「これから伝説になる者の物語」バレリーナ The World of John Wick てんぞーさんの映画レビュー(感想・評価)
これから伝説になる者の物語
アナ・デ・アルマスを主人公に据えたジョン・ウィック外伝。
ストーリーラインはジョンシリーズに準拠した復讐譚だが、因縁付けられシーンからじっくりと描いていたジョンの1作目とは違い、こちらはOPからアクションのつるべ打ちで異常にテンションが高い。
このOPシーケンスで暗殺教団ルスカ・ロマの残虐な所業を見せつけることで「こいつらはいくらでも死んでいい」と観客に思わせる手際の良さが大変良い。
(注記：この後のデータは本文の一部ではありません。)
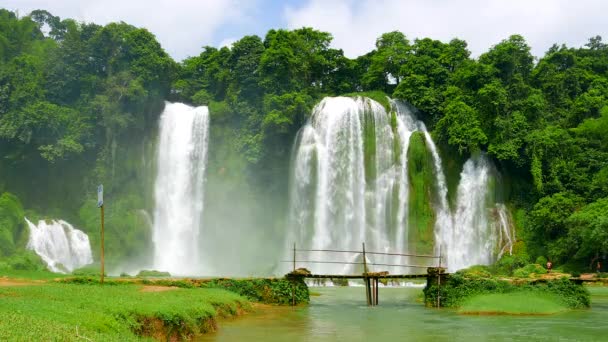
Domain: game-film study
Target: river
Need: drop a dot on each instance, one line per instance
(340, 314)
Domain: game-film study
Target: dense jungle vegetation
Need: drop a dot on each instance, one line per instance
(79, 104)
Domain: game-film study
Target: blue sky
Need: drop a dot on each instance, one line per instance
(184, 26)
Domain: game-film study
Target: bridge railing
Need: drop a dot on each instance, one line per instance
(364, 254)
(370, 279)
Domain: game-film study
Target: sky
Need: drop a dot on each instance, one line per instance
(183, 27)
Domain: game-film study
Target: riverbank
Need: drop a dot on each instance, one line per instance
(69, 312)
(44, 305)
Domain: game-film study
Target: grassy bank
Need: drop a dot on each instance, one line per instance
(70, 312)
(517, 303)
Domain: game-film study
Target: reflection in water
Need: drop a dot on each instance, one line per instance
(340, 314)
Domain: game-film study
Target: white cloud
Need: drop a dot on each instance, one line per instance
(355, 25)
(182, 27)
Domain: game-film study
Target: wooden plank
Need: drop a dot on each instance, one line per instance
(356, 276)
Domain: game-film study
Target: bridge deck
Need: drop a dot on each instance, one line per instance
(360, 276)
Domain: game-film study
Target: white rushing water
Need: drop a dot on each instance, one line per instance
(61, 246)
(339, 199)
(481, 228)
(182, 160)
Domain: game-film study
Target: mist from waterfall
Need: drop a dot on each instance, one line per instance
(61, 246)
(179, 202)
(349, 184)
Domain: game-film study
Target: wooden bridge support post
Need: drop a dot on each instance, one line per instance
(376, 294)
(293, 286)
(366, 280)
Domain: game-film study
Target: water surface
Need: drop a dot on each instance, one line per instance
(340, 314)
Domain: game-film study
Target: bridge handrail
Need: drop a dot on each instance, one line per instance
(366, 252)
(357, 263)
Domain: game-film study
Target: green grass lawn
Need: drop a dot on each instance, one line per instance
(68, 312)
(517, 303)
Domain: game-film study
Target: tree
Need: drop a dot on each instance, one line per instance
(392, 51)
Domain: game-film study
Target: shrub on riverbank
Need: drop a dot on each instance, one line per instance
(463, 285)
(111, 313)
(280, 291)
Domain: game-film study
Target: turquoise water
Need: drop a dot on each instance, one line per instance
(340, 314)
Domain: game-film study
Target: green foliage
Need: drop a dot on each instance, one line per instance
(422, 187)
(518, 303)
(12, 223)
(589, 229)
(461, 286)
(111, 313)
(23, 260)
(79, 105)
(376, 95)
(269, 291)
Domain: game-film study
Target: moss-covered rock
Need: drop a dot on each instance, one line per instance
(12, 224)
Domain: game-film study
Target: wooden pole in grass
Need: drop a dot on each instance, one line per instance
(100, 205)
(368, 292)
(439, 280)
(293, 285)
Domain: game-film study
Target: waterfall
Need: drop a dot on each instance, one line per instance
(182, 159)
(349, 180)
(482, 229)
(62, 247)
(350, 184)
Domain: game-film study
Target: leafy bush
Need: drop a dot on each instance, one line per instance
(271, 291)
(459, 287)
(529, 270)
(541, 260)
(152, 273)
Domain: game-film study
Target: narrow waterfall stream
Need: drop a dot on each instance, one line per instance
(61, 246)
(350, 184)
(182, 160)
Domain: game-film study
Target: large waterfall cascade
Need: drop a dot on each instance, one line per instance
(181, 164)
(61, 246)
(349, 185)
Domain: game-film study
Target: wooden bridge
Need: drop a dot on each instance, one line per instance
(371, 280)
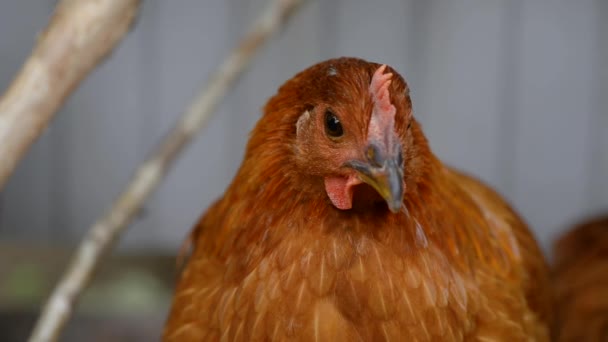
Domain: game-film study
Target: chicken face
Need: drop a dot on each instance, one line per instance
(347, 134)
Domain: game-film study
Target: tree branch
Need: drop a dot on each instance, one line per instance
(107, 229)
(78, 37)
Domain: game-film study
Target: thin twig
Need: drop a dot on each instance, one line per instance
(78, 37)
(106, 230)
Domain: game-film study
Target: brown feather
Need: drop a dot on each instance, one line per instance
(274, 260)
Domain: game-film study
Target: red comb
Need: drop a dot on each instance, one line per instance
(383, 115)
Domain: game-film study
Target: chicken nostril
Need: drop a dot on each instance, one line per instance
(373, 155)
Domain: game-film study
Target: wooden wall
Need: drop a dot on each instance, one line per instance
(513, 91)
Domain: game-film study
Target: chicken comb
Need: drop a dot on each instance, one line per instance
(382, 120)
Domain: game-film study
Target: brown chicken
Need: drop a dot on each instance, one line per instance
(341, 224)
(581, 283)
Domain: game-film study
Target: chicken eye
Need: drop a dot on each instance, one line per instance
(333, 127)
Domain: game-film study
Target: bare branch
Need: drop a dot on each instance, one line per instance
(107, 229)
(78, 37)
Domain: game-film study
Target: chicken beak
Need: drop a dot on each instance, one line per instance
(386, 179)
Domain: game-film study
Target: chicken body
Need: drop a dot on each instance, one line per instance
(581, 282)
(301, 247)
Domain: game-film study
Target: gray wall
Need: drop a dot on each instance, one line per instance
(513, 91)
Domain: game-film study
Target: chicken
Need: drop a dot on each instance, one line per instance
(581, 282)
(341, 225)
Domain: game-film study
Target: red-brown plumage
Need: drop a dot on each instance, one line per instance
(581, 282)
(275, 259)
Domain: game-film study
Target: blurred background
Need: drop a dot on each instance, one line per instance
(513, 91)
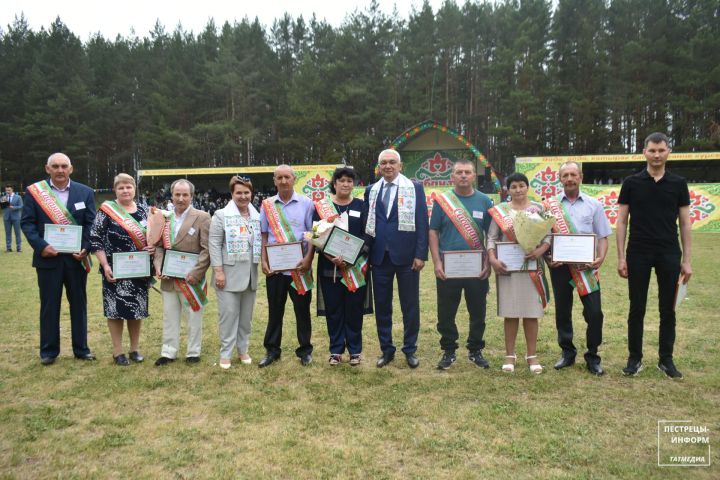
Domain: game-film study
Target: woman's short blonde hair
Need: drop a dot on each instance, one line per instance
(124, 178)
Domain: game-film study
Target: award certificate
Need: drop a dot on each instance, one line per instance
(341, 243)
(513, 256)
(131, 265)
(284, 256)
(64, 238)
(177, 264)
(573, 248)
(463, 263)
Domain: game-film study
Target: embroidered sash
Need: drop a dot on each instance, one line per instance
(501, 213)
(280, 227)
(461, 218)
(195, 295)
(585, 281)
(406, 205)
(241, 234)
(55, 210)
(133, 228)
(353, 275)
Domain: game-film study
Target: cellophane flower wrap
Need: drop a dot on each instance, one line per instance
(531, 228)
(321, 230)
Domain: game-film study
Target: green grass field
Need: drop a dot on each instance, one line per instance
(94, 420)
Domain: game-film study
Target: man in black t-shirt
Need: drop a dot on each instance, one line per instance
(654, 199)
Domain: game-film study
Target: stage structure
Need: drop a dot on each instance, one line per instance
(603, 175)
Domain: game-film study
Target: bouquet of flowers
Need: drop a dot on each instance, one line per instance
(321, 229)
(531, 228)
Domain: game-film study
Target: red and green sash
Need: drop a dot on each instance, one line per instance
(280, 227)
(133, 228)
(196, 295)
(501, 214)
(55, 210)
(461, 218)
(585, 281)
(353, 275)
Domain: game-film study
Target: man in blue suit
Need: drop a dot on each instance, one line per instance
(397, 234)
(60, 201)
(12, 208)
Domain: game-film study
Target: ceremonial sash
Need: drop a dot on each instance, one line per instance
(133, 228)
(195, 295)
(353, 275)
(585, 281)
(501, 214)
(280, 227)
(461, 218)
(55, 210)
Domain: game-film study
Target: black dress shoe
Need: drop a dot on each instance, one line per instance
(385, 359)
(163, 361)
(412, 360)
(136, 357)
(121, 360)
(595, 369)
(564, 362)
(267, 360)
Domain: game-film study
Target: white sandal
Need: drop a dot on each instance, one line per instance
(536, 368)
(509, 367)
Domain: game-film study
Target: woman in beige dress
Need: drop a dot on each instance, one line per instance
(518, 294)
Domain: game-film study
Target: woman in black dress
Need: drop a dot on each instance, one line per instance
(344, 294)
(120, 227)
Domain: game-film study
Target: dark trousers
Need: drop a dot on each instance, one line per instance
(278, 288)
(9, 225)
(409, 291)
(448, 295)
(344, 314)
(50, 283)
(563, 293)
(667, 271)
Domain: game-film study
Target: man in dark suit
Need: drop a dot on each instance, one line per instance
(12, 208)
(59, 201)
(397, 233)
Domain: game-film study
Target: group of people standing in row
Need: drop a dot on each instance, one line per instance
(393, 221)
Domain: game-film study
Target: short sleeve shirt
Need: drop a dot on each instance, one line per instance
(477, 205)
(654, 208)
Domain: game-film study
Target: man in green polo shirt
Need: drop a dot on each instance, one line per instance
(460, 221)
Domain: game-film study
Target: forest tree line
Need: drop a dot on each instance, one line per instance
(516, 77)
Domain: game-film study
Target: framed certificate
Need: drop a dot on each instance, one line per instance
(131, 265)
(341, 243)
(64, 238)
(462, 263)
(513, 256)
(284, 256)
(573, 248)
(177, 264)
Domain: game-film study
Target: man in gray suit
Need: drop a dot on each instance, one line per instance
(12, 210)
(186, 230)
(235, 243)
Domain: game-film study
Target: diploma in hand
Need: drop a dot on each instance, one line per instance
(64, 238)
(131, 265)
(343, 244)
(573, 248)
(177, 264)
(513, 256)
(284, 256)
(462, 263)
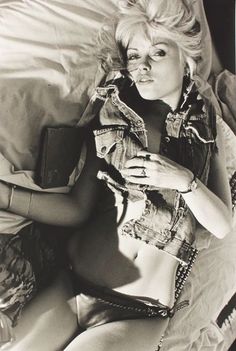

修行パートも楽しい。そういえばジョンは最初から伝説の怪人だったのでこういう修行の場面が無かった。その点、本作は修行を通じてイブが強く成長する描写が挟まることで「伝説の再来」という原典シリーズのテーマを「伝説への挑戦」という形にうまく転換している。
主人公描写は意図してなのか偶然なのか、イブとジョンはけっこう対照的な描かれ方がされている。
過去の功績や友情を盾に知り合いを片っ端から頼りまくるジョンに対し、イブはずっと単身突撃型。何事も己の腕っぷしで解決していく。やっている事は大体同じなのに見た後の印象がまるで違うのは不思議だし面白い。
ダメージの受け方にもキャラクター性が滲む。ジョンは伝説のわりにけっこうボコスカ被弾する印象がつきまとうが、イブは〝どれだけやられても立ち上がる〟タフネスに不屈の意志が宿っている。どちらもダメージはHPで受け切るタイプのキャラクターだが、この受け止め方が違うのが面白い。
アクション面でも過去のジョンシリーズを踏襲しつつ差別化をしようという工夫が随所に見られ、特に銃器を使った近接格闘術いわゆるガン・フーは様々なバリエーションでもって魅せてくる。
標準的なガン・フーを始め、グレネード式近格闘術、スケート靴格闘術、レストランのお皿しばき合い対決、火炎放射器ファイト、日本刀アクションなど盛り沢山で満足度が高い。
原典主人公のジョンとはストーリー中盤ですれ違う程度に共演。外伝作品らしいチラリズム・・・と思いきや終盤でガッツリ登場。ちゃんとキアヌ。イブとの実力の違いを見せつけつつ、「協定があるから教団を狙うのはやめろ」などと諭してくる。コイツどの口でそんなこと言ってんだ?観客の誰もが「ジョンがこの子を止められる訳ない」と思ったことだろう。
案の定イブを見逃すジョン。ついでに陰から手助けもするジョン。そのついでに暗殺教団ともバタバタ戦うジョン。全く期待を裏切らない男:ジョン。
総じて、とても楽しい映画だった。新たな伝説の幕開け感が満載で、きっと続編もあるだろう。楽しみ。